Williams last won a major at the Australian Open in 2017 and has lost four Slam finals since then. What seemed like an inevitably has slowly begun to seem more improbable and the American’s task is getting progressively tougher.
Having been plagued with injuries this year, she reached the semi-finals in Melbourne, but could only battle to the fourth round of Roland-Garros and lost her opening match at Wimbledon.
Henman, who won 11 singles titles during his career, previously stated at the beginning of 2021 that he believed Williams had the physical capability to win another major.
Now though, he has conceded this belief was centred around her challenging at Wimbledon on her favoured surface. The 39-year-old is arguably the biggest hitter the women’s game has ever seen, but fitness struggles have rendered her unable to harness this power.
Having pulled out the Southern and Western Open last week with a leg injury, Henman thinks winning another major is too much of an ask.
Speaking to GiveMeSport Women, he said: “Going into New York, a big question mark is around her fitness. As has been the case with [Roger] Federer, she’s not getting any younger. So, whereas I did probably have that belief at the beginning of the year, I think it’s a step too far now.”
The former US Open semi-finalist also stressed that Williams’ physical decline has happened at a time when the rest of the women’s game is continuing to strengthen. With the likes of Ashleigh Barty, Naomi Osaka and Aryna Sabalenka setting the benchmark, Williams’ task has become even harder.
“When you look at it, there’s a long list of other great female players. The standard, the quality, the athletic ability of so many of them is just so high and I think the strength and depth of the women’s game is better than it’s ever been.
“You know Serena can absolutely still contend if she’s fit, but do I think she can win another Grand Slam singles title? Right now I don’t.”
Williams has been forced to manage her schedule carefully –– choosing to focus on majors and missing the majority of other WTA tour events.
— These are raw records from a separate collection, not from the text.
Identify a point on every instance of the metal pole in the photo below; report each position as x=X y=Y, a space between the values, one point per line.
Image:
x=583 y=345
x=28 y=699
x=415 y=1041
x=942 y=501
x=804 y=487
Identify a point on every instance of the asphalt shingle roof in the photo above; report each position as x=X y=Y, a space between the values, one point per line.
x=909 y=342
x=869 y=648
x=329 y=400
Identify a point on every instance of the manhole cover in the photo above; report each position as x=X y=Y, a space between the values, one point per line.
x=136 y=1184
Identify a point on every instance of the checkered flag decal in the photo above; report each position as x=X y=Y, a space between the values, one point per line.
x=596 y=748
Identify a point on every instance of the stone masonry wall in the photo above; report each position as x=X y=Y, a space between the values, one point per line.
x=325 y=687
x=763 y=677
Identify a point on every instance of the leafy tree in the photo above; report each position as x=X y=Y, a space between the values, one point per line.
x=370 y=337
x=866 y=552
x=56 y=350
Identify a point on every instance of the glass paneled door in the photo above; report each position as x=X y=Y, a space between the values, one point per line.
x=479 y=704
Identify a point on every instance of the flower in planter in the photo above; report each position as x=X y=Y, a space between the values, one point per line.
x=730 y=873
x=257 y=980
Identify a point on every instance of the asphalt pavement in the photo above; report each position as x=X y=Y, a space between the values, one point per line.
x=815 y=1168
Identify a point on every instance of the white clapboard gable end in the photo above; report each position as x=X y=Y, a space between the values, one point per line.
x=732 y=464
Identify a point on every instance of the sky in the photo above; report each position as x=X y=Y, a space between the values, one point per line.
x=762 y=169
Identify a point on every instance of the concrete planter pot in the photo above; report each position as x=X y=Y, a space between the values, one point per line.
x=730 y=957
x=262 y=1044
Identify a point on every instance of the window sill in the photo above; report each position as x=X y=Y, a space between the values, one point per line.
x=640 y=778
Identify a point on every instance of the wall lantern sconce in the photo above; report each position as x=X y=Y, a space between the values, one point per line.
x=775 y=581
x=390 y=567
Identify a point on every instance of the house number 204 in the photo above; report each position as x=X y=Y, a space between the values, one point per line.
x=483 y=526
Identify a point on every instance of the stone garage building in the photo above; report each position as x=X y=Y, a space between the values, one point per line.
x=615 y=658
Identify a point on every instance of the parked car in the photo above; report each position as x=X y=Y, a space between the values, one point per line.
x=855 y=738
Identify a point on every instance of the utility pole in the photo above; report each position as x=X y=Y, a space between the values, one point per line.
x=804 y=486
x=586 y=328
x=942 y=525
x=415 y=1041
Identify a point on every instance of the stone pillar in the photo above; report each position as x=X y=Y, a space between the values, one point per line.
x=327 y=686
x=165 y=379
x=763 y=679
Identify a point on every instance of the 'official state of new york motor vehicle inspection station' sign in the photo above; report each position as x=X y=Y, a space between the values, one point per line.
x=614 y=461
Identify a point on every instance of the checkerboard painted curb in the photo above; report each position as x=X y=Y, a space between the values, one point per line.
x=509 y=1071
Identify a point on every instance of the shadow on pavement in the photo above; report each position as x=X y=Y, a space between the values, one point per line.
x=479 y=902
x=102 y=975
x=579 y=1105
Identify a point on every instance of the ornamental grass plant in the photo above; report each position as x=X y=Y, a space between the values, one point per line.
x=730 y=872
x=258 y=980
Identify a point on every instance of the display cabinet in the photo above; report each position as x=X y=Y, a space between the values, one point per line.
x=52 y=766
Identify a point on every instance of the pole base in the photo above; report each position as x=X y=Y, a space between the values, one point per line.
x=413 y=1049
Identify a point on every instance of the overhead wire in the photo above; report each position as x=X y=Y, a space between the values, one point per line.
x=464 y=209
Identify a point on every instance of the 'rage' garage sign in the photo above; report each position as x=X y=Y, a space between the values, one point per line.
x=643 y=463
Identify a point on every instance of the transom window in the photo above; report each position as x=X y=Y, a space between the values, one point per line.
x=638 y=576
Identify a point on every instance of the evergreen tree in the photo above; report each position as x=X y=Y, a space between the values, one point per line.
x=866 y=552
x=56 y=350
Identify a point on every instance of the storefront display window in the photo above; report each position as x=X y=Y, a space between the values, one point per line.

Henman says the 23-time Slam winner recognises the importance of match practise, but stressed that it’s just not possible for her to put her body through that workload anymore.
“She’s been around long enough and is experienced enough to know that matchplay and match fitness is very very important. You can practice and train and do all that work as much as you like but there’s no substitute for tournament time and match competition.
“So in an ideal world, she would like to be playing a few events in the lead up to the Slams, but that just hasn’t been possible because of injuries.”
In truth, the odds do seem stacked against the American right now. Her fitness is proving more challenging and the competition is only getting stronger.
Yet, this will only strengthen her resolve and determination. And if anyone can do it at almost 40 years of age, Serena Williams is the one.